Seismic in reserves reporting

April 14, 2008
Industry comments on US federal reserves reporting rules indicate that oil and gas companies believe seismic data could play important roles.

Industry comments on US federal reserves reporting rules indicate that oil and gas companies believe seismic data could play important roles.

The Securities and Exchange Commission asked for comments about modernizing its 1978 reserves reporting rules, and some in the industry believe the commission plans to update the procedures.

In the 30 years since the SEC established its rules, the industry has made dramatic advances in seismic surveying and imaging, many of which have been chronicled in this magazine.

Indeed, 3D seismic surveying technology, invented by ExxonMobil Corp. predecessor Humble Oil & Refining Co. in 1963, was hardly available to the wider industry by the time the SEC placed its existing rules in effect in 1978.

The extent to which companies believe seismic information could improve reserves reporting is evident in comments filed with the SEC. The comments reflect many other changes companies believe the commission should make, and full comments are posted on the SEC web site.

The existing SEC rules allow public companies to report only proved reserves and then under relatively narrow definitions of what constitutes “proved.”

Seismic contributions

Confining disclosure to proved reserves, narrowly defined, serves SEC’s goal of reducing the chance that investors will be misled. But some companies favor the reporting of probable reserves as providing a more complete view of a company’s holdings.

The comments indicate that some companies don’t feel that the SEC rules are flexible enough to allow them to give an accurate picture of the variances between conventional oil and gas reserves, enhanced oil recovery project reserves, unconventional gas accumulations, and oil sands reserves.

Devon Energy Corp. commented: “Reserves should be determined using proven, modern technology that is in general use in the petroleum extractive industries. Permitted technologies should include 3D seismic for structural interpretation as well as reservoir limits, where definitive; history-matched reservoir simulation to calculate original hydrocarbons-in-place and recoveries; use of modern pressure gauges in wireline formation testers; and other methods when proven to be reliable through repeated application.

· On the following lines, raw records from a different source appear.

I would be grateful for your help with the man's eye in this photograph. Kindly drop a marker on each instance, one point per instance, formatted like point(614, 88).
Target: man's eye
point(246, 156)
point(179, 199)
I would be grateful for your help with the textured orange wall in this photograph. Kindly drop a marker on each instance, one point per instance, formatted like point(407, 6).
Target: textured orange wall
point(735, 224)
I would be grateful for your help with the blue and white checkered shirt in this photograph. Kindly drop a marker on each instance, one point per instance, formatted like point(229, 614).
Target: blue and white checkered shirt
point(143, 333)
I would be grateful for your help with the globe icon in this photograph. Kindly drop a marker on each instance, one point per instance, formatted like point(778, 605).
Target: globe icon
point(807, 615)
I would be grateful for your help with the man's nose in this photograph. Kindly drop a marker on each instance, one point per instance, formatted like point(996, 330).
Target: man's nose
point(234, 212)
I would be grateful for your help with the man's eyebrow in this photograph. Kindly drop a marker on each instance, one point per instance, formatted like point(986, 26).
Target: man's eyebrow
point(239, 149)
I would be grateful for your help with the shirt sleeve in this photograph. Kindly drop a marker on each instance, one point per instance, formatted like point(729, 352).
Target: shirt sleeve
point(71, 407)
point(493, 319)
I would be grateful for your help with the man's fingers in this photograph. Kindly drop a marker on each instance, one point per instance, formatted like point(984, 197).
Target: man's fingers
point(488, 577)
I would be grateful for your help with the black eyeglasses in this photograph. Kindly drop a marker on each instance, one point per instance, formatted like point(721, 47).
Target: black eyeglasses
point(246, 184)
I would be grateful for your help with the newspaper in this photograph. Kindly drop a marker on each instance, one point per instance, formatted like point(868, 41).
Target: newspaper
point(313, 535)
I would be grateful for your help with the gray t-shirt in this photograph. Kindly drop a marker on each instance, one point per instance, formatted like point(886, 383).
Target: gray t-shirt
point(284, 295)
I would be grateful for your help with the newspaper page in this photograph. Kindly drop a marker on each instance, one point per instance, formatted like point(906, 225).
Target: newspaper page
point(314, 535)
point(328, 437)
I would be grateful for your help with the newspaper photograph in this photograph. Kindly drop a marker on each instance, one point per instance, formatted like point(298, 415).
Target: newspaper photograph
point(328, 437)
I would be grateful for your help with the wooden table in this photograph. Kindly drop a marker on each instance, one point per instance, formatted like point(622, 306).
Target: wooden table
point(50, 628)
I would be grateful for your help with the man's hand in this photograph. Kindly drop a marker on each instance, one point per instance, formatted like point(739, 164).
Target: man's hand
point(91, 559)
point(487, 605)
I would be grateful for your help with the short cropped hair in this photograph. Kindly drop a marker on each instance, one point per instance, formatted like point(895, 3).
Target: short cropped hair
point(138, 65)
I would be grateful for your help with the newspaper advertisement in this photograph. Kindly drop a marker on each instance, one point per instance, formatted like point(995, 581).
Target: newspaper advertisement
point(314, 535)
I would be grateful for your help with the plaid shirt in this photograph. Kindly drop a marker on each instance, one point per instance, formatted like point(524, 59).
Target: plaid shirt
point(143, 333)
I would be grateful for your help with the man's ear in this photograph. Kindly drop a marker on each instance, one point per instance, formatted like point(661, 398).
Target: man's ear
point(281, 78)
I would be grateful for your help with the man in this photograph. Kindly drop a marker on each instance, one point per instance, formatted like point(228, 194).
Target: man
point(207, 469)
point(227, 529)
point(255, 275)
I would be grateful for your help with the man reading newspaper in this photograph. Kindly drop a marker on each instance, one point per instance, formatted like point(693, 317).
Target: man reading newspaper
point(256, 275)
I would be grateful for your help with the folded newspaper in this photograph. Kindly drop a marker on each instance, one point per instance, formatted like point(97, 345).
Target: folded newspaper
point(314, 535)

“Any such technology should be proven through actual field and reservoir performance before reserves associated with such technology would be allowed in financial reports.”

BP PLC said, “If pressure-and-fluid and seismic data that have been shown to be good indicators of contact depth in appropriate analogs are available, and the evaluator can demonstrate reasonable certainty of their estimate, then that information should be used.”

Other seismic potential

Some companies commented on the uses of seismic in unconventional gas reservoirs.

Ultra Petroleum Corp. said: “The current staff interpretation that (proved undeveloped) locations must be immediately adjacent to producing units and their interpretation that certainty means absolute certainty for utilization of newer technologies such as 3D seismic for PUD locations more than one offset away is outdated and not consistent with how companies make drilling decisions.

“For our major asset (Pinedale field, Wyo.) we have used our 3D interpretation for the past 7 years drilling a mixture of PUD, probable, possible, and even unengineered locations with 100% success in obtaining commercial wells. In addition, the current interpretation is very difficult to apply to this same field, which has four different well drilling densities with areas approved for 40, 20, 10, and 5 acre development.”

Ultra asked, “If PUD locations are booked as direct offsets to a 40 acre drilled producing well and the area is down-spaced to 10 acres drilling, do we lose PUD locations? Has the certainty been decreased for the other three locations in the booked 40 acre area?”

Southwestern Energy Co. said its experience in the Fayetteville shale indicates that microseismic data from multistage hydraulic fracs can help demonstrate the productivity along the length of a horizontal lateral as long as the data show a consistent pattern that the stimulations treated the entire lateral length.

The next steps

The SEC at some point will file a proposal for new rules.

The commission will allow a 60-day comment period, then review the comments and publish final rules followed by another 60-day comment period.

After that, the commissioners will vote on whether to adopt the final regulations.

Whatever the outcome, oil and gas companies may soon see the fruits of some 30 years of major technological advances begin to be reflected in their reserves reporting.